Google Cloud Spanner Sink Connector for Confluent Platform

The Google Cloud Spanner Sink connector moves data from Apache Kafka® to a Google Cloud Spanner database. It writes data from a topic in Kafka to a table in the specified Spanner database. Table auto-creation and limited auto-evolution are also supported.

At least once delivery

This connector guarantees that records from the Kafka topic are delivered at least once.

Dead Letter Queue

This connector supports the Dead Letter Queue (DLQ) functionality. For information about accessing and using the DLQ, see Confluent Platform Dead Letter Queue.

Multiple tasks

The Google Cloud Spanner Sink connector supports running one or more tasks. You can specify the number of tasks in the tasks.max configuration parameter. This can lead to performance gains when multiple files need to be parsed.

Data mapping

The sink connector requires knowledge of schemas, so you should use a suitable converter, like the Avro converter that comes with Schema Registry or the JSON converter with schemas enabled. Kafka record keys, if present, can be primitive types or a Connect struct, and the record value must be a Connect struct. You may need to implement a custom Converter if the data in the topic is not in a compatible format.

Data types

Mapping from Kafka record types to Spanner data types is detailed below.
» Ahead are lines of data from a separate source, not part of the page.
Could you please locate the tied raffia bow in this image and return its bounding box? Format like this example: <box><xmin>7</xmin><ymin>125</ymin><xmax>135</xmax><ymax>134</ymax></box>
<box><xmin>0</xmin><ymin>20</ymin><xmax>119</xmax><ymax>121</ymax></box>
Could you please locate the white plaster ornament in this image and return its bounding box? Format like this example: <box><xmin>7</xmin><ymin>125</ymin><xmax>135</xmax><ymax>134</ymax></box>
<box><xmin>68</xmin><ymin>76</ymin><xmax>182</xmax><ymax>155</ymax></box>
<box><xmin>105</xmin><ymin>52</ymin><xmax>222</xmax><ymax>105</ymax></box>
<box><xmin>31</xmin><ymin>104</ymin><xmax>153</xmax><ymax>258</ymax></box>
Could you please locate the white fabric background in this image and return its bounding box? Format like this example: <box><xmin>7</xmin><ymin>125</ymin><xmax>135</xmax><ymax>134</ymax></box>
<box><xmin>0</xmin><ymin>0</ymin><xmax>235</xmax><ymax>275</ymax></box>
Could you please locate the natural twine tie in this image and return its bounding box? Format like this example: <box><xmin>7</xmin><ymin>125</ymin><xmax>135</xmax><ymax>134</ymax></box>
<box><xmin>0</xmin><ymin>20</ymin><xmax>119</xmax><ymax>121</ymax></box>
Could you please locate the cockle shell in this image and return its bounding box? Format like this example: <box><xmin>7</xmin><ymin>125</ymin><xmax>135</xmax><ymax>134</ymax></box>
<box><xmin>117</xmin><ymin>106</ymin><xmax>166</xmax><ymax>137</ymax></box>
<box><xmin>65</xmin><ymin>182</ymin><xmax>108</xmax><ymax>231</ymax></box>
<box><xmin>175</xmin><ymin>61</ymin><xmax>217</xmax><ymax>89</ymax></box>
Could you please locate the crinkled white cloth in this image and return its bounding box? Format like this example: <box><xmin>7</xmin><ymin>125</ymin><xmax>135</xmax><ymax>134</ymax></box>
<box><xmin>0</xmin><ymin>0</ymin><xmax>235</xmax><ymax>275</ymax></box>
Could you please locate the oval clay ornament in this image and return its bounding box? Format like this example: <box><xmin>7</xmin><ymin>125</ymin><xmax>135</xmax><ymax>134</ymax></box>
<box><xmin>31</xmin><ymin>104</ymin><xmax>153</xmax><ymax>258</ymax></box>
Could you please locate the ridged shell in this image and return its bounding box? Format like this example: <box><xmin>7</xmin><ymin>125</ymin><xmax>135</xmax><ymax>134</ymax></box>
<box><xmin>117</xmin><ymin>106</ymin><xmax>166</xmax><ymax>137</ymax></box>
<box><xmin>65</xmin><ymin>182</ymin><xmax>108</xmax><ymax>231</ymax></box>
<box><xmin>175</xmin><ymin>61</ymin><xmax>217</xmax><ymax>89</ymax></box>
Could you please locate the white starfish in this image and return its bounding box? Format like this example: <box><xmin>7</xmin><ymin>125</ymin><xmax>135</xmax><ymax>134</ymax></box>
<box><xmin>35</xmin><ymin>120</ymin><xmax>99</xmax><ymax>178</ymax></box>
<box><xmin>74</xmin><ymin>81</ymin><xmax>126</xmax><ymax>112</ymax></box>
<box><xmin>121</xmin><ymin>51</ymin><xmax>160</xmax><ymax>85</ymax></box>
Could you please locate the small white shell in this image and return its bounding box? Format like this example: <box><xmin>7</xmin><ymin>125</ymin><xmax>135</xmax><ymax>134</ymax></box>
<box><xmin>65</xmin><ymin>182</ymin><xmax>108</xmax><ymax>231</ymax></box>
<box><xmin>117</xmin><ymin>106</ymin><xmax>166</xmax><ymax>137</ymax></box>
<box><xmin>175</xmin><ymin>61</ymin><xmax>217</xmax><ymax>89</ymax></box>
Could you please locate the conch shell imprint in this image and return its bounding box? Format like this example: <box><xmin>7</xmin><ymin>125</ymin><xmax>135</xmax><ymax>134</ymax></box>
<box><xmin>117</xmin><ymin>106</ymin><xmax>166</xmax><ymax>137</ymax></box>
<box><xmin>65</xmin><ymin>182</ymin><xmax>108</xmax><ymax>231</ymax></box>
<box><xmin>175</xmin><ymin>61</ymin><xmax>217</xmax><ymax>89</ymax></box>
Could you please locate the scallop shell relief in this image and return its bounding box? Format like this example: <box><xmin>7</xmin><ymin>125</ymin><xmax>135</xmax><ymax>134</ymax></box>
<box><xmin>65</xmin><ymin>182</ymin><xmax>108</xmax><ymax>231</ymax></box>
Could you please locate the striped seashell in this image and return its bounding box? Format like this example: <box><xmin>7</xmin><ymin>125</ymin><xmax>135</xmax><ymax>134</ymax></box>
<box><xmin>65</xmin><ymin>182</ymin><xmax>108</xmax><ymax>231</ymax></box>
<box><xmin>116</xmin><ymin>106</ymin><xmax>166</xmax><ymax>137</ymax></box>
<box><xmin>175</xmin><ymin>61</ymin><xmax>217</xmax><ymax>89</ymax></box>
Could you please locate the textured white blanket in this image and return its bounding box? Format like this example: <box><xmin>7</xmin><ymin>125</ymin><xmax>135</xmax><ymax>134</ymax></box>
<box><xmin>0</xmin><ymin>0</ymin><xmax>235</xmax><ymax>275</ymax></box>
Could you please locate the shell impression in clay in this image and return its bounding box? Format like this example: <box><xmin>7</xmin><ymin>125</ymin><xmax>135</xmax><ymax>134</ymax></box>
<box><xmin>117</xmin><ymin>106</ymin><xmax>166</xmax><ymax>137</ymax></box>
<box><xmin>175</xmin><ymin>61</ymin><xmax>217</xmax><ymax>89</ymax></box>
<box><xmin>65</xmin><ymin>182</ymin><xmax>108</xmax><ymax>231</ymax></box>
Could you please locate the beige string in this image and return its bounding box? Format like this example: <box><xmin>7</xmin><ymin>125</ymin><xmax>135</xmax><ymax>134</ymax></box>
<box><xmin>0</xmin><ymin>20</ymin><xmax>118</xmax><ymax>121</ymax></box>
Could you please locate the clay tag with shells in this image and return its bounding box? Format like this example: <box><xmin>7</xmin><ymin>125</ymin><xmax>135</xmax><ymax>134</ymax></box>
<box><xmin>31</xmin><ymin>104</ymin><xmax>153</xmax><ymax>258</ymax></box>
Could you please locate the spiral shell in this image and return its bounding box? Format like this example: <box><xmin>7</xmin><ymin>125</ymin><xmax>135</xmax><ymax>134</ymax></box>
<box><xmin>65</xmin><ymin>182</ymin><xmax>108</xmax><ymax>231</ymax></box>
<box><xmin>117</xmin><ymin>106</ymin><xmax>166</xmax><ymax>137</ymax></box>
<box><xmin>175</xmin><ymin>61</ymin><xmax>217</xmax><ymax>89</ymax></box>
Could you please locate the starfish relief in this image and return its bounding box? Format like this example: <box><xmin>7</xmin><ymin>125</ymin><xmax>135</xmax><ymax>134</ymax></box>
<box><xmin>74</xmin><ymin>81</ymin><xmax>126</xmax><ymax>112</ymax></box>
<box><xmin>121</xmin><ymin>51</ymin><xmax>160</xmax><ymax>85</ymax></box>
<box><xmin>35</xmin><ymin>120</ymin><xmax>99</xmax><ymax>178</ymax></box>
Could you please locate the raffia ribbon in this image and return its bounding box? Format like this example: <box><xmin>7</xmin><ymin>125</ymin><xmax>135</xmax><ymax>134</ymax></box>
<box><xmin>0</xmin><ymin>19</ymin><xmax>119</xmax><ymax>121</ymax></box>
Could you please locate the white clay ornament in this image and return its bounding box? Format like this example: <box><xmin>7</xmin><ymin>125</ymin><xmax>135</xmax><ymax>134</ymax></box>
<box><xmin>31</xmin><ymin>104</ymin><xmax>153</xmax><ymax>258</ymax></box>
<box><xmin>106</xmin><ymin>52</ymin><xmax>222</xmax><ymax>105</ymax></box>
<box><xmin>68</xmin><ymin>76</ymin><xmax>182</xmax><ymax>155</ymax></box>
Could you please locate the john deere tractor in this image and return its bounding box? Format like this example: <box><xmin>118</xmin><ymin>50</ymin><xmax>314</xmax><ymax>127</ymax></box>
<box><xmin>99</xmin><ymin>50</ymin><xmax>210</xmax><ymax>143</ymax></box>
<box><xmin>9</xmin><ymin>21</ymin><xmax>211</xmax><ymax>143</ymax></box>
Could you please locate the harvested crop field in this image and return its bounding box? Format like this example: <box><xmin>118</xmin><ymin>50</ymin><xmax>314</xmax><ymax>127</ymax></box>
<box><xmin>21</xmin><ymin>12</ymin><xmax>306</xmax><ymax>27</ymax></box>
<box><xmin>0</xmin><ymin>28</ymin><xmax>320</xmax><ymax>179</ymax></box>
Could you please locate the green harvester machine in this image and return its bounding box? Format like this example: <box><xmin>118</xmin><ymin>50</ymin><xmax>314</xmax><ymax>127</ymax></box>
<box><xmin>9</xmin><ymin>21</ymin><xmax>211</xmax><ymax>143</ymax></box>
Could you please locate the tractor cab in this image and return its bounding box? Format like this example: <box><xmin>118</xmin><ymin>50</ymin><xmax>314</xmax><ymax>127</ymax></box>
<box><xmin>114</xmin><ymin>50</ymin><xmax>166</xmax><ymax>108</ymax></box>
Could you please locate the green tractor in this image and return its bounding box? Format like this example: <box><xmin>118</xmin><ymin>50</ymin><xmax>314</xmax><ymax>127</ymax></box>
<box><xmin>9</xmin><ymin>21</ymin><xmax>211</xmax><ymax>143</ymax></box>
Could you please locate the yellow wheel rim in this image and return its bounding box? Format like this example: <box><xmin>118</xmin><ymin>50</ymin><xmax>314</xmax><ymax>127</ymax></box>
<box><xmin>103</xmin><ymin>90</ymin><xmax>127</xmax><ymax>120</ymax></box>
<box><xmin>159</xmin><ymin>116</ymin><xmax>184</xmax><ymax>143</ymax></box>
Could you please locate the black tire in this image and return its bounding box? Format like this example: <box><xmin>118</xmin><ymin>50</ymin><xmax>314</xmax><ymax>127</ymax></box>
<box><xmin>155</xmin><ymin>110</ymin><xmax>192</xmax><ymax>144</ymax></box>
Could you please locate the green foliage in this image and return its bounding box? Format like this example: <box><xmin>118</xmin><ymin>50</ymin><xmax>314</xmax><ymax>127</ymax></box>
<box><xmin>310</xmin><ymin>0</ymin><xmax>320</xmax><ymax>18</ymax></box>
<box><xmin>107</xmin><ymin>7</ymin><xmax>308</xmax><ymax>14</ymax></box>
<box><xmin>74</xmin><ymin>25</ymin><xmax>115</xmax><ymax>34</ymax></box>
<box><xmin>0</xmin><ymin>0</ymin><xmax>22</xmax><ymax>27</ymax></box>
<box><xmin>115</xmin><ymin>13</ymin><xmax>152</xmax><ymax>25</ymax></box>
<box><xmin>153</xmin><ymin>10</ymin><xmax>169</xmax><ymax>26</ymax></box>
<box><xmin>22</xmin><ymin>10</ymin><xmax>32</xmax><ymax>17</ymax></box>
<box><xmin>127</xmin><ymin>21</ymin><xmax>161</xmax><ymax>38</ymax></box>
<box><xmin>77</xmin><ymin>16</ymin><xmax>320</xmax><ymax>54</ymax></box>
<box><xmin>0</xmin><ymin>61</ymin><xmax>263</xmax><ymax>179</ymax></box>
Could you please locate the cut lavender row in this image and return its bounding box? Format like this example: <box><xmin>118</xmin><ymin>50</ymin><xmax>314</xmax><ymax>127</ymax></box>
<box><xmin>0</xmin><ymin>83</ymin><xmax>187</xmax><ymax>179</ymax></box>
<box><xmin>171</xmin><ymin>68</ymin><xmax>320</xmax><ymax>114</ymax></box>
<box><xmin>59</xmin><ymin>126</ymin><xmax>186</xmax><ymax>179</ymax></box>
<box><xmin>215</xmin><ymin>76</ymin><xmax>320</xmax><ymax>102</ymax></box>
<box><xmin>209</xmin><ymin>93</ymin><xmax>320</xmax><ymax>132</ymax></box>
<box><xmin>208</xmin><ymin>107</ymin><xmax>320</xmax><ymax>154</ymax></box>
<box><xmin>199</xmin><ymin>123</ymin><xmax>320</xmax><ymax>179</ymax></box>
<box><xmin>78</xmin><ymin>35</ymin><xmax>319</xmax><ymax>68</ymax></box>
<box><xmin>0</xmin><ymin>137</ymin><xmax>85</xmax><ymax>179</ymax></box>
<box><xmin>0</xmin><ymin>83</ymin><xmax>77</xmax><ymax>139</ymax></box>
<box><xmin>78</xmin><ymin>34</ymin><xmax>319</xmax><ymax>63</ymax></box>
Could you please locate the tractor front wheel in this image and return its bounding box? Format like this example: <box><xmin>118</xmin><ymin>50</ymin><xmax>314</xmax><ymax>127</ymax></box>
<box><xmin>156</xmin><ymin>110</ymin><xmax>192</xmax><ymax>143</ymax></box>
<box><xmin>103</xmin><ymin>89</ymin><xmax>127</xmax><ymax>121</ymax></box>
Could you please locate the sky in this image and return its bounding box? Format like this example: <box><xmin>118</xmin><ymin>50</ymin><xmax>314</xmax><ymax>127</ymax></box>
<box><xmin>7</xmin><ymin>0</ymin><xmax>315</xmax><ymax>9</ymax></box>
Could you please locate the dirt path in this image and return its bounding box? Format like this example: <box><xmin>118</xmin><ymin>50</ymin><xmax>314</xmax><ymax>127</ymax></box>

Kafka Record Type	Spanner Type
INT8, INT16, INT32, INT64	INT64
FLOAT32, FLOAT64	FLOAT64
BOOLEAN	BOOL
STRING	STRING(MAX)
BYTES	BYTES(MAX)
DATE	DATE
TIMESTAMP	TIMESTAMP
ARRAY<INT8>, ARRAY<INT16>, ARRAY<INT32>, ARRAY<INT64>	ARRAY<INT64>
ARRAY<FLOAT32>, ARRAY<FLOAT64>	ARRAY<FLOAT64>
ARRAY<BOOLEAN>	ARRAY<BOOL>
ARRAY<STRING>	ARRAY<STRING(MAX)>
NOT SUPPORTED	ARRAY<BYTES(MAX)>
NOT SUPPORTED	ARRAY<DATE>
NOT SUPPORTED	ARRAY<TIMESTAMP>
MAP	NOT SUPPORTED
STRUCT	NOT SUPPORTED

Auto-creation and auto-evolution

If auto.create is enabled, the connector can create the destination table if it is found to be missing. The connector uses the record schema as a basis for the table definition, so the creation takes place online with records consumed from the topic.

If auto.evolve is enabled, the connector can perform limited auto-evolution when it encounters a record for which a column is found to be missing. Since data-type changes and removal of columns can be dangerous, the connector does not attempt to perform such evolutions on the table.

Important

For backward-compatible table schema evolution, new fields in record schemas must be optional or have a default value.

PostgreSQL dialect support

The connector supports Google Cloud Spanner databases that are created with the PostgreSQL dialect. To enable this feature, the connector includes a new configuration property, gcp.spanner.database.dialect. For more information, see PostgreSQL Dialect configuration property.

Limitations

Cloud Spanner has table size and query limitations that apply to the connector.
The performance limitations of instances apply to the connector.
The connector does not support creation of interleaved tables.
When auto.evolve is enabled, if a new column with a default value is added, that default value is only used for new records. Existing records will have <NULL> as the value for the new column.
The connector does not currently support Single Message Transformations (SMTs) that modify the topic name. Additionally, the following transformations are not allowed:
- io.debezium.transforms.ByLogicalTableRouter
- io.debezium.transforms.outbox.EventRouter
- org.apache.kafka.connect.transforms.RegexRouter
- org.apache.kafka.connect.transforms.TimestampRouter
- io.confluent.connect.transforms.MessageTimestampRouter
- io.confluent.connect.transforms.ExtractTopic$Key
- io.confluent.connect.transforms.ExtractTopic$Value

License

You can use this connector for a 30-day trial period without a license key.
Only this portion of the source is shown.